Food

Friendsgiving Has Become Just as Fraught as Thanksgiving


For guests flying from out of town for Mr. Norton’s smoked turkey and dulce de leche pumpkin pie, “travel is a snap” compared with November, he said. “There are still a lot of logistics, planning and stress involved, but if you put it into February, it’s an asset not a liability.”

For those who observe Friendsgiving in November, though, the stress remains. And, because people in their 20s and 30s have been the quickest to embrace the idea, Friendsgiving meals are often hosted by people who are relatively new to entertaining. This helps explain the rise of the rules and commandments, as well as Emily Stephenson’s decision to write “The Friendsgiving Handbook,” which Chronicle Books published in August.

Ms. Stephenson is the gentlest of rule-givers. Apologetically, she advises a spreadsheet to avoid redundancy if the meal will be a potluck. The year she failed to do this, the feast consisted of 12 salads and five pies.

Although Friendsgiving is “more casual” than Thanksgiving, she said, “you still need advice to pull off a dinner for eight-to-however-many people you’re having over. And a lot of Thanksgiving advice just doesn’t apply.” Articles about how to tell Aunt Marcia that nobody likes her green-bean casserole, for instance, are of limited relevance to the Friendsgiving host, given that avoiding Aunt Marcia is one of the points of the meal.

Not having to weather familial microclimates, in fact, seems to free up vast reserves of energy that enable Friendsgiving hosts to prepare meals that would otherwise be exhausting.
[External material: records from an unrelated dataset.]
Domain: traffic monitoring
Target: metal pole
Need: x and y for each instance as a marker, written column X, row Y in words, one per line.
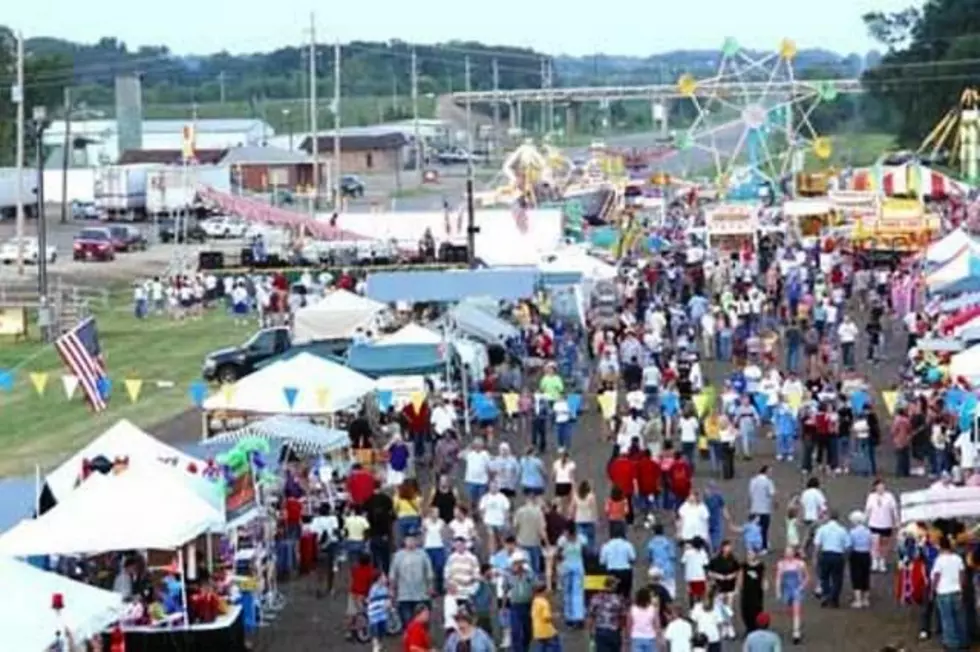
column 415, row 115
column 314, row 135
column 337, row 185
column 65, row 158
column 19, row 189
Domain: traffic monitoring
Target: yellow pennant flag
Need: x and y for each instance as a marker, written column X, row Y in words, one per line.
column 133, row 388
column 511, row 400
column 890, row 399
column 607, row 404
column 40, row 381
column 702, row 403
column 322, row 397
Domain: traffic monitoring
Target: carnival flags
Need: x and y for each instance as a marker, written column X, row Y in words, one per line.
column 80, row 351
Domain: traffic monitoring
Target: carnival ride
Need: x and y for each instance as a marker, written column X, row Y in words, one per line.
column 957, row 137
column 768, row 133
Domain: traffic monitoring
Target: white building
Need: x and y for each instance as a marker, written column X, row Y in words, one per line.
column 96, row 141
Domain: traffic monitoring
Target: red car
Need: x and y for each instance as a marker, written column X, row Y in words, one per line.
column 94, row 244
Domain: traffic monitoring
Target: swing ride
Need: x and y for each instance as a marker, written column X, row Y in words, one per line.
column 754, row 138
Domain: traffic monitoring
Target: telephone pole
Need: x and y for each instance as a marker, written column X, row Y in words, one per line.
column 337, row 186
column 21, row 119
column 415, row 115
column 314, row 135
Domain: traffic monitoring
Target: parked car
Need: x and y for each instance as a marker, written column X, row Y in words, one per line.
column 127, row 238
column 172, row 230
column 93, row 244
column 351, row 186
column 10, row 249
column 224, row 227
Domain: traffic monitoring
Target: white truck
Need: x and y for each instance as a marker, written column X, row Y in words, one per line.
column 8, row 192
column 173, row 189
column 120, row 191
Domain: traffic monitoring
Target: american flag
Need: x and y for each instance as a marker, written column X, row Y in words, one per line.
column 80, row 351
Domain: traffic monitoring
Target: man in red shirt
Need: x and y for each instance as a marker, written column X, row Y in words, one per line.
column 416, row 637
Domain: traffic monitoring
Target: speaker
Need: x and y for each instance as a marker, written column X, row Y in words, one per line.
column 211, row 260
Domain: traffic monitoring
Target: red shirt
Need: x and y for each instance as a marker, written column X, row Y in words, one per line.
column 416, row 636
column 361, row 578
column 621, row 474
column 360, row 486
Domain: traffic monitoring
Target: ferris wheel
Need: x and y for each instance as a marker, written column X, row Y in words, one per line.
column 752, row 124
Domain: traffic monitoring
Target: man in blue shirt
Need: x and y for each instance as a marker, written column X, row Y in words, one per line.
column 617, row 556
column 832, row 542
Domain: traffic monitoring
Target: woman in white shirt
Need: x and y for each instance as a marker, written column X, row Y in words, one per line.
column 881, row 510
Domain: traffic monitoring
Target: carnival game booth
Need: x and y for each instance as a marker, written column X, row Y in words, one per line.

Fans of the custom say they throw themselves into celebrations because it’s a chance for them and their chosen social group to invest meaning in a day with no prior significance.

“You’re not taking over from your mom,” Ms. Stephenson said. “You are kicking off this new tradition for your friends.”

Bri Lurie, an epidemiologist who lives in Brooklyn, has survived her share of Friendsgivings. With a group, she rented a house on Long Island one November, and calls the expense “the happiest money I spent all year.” She has also passed several Friendsgivings at the home of a friend whose cooking tends toward the goofily surreal, like hot queso flowing in a punch fountain, or lumpia filled with turkey, gravy, stuffing and cranberry sauce.